The phoneme dictionary is currently not supplied with this distribution, but the scripts to generate them are. DFKIs MARY includes a nice LGPL German phoneme dictionary with ~26k entries. Other sources for phoneme dictionary entries can be found at BAS. Our parser understands the different formats of VM.German.Wordforms, RVG1_read.lex, RVG1_trl.lex and LEXICON.TBL. The final dictionary covers ~44.8k unique German words with 70k entries total (pronunciation variants). Since the licensing of the BAS dictionaries is unclear, they are not included into the phoneme dictionary by default. You can however enable them by editing the header of run.sh and setting use_BAS_dictionaries to true.

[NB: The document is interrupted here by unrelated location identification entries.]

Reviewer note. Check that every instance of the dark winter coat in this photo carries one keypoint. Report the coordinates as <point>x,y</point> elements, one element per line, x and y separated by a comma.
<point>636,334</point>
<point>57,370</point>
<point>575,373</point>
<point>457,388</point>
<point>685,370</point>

build_big_lexicon.py can import many dictionaries in the BasSAMPA format and merge them into a single dictionary. Its parser understand many variants and dialects of BasSAMPA and the adhoc dictionary formats. To support new variants you'll have to edit def guessImportFunc(filename). The output is a serialised python object.

export_lexicon.py will export such a serialised python dictionary into KALDIs lexion_p.txt format (this allows to model different phonetic realisations of the same word with probabilities). Stress markers in the phoneme set are grouped with their unstressed equivalents in KALDI using the extra_questions.txt file. It is also possible to generate a CMU Sphinx formated dictionary with the same data using the -spx option. The Sphinx format also allows pronunciation variants, but cannot model probabilities for these variants.

See also:

python3 s5_r2/local/build_big_lexicon.py --help
python3 s5_r2/local/export_lexicon.py --help

References

If you use our scripts and/or data in your academic work please cite:

@InProceedings{milde-koehn-18-german-asr,
author = {Benjamin Milde and Arne K{\"o}hn},
title = {Open Source Automatic Speech Recognition for {German}},
booktitle = {Proceedings of ITG 2018},
year = {2018},
address = {Oldenburg, Germany},
pages = {251--255}
}

and

@inproceedings{geislinger-etal-2022-improved,
    title = "Improved Open Source Automatic Subtitling for Lecture Videos",
    author = "Geislinger, Robert  and
      Milde, Benjamin  and
      Biemann, Chris",
    booktitle = "Proceedings of the 18th Conference on Natural Language Processing (KONVENS 2022)",
    month = "12--15 " # sep,
    year = "2022",
    address = "Potsdam, Germany",
    publisher = "KONVENS 2022 Organizers",
    url = "https://aclanthology.org/2022.konvens-1.11",
    pages = "98--103",
}

An open access Arxiv preprint of "Open Source Automatic Speech Recognition for German" is also available here: https://arxiv.org/abs/1807.10311 (same content as the ITG version).

We have also previously published on German open source ASR in 2015:

Open Source German Distant Speech Recognition: Corpus and Acoustic Model:

@InProceedings{Radeck-Arneth2015,
author = {Radeck-Arneth, Stephan and Milde, Benjamin and Lange, Arvid and Gouvea, Evandro and Radomski, Stefan and M{\"{u}}hlh{\"{a}}user, Max and Biemann, Chris},
booktitle = {Proceedings Text, Speech and Dialogue (TSD)},
title = {{Open Source German Distant Speech Recognition: Corpus and Acoustic Model}},
year = {2015},
address = {Pilsen, Czech Republic},
pages = {480--488}
}

If you use our training scripts or models commercially, please mention this repository in your about section, documentation or similar.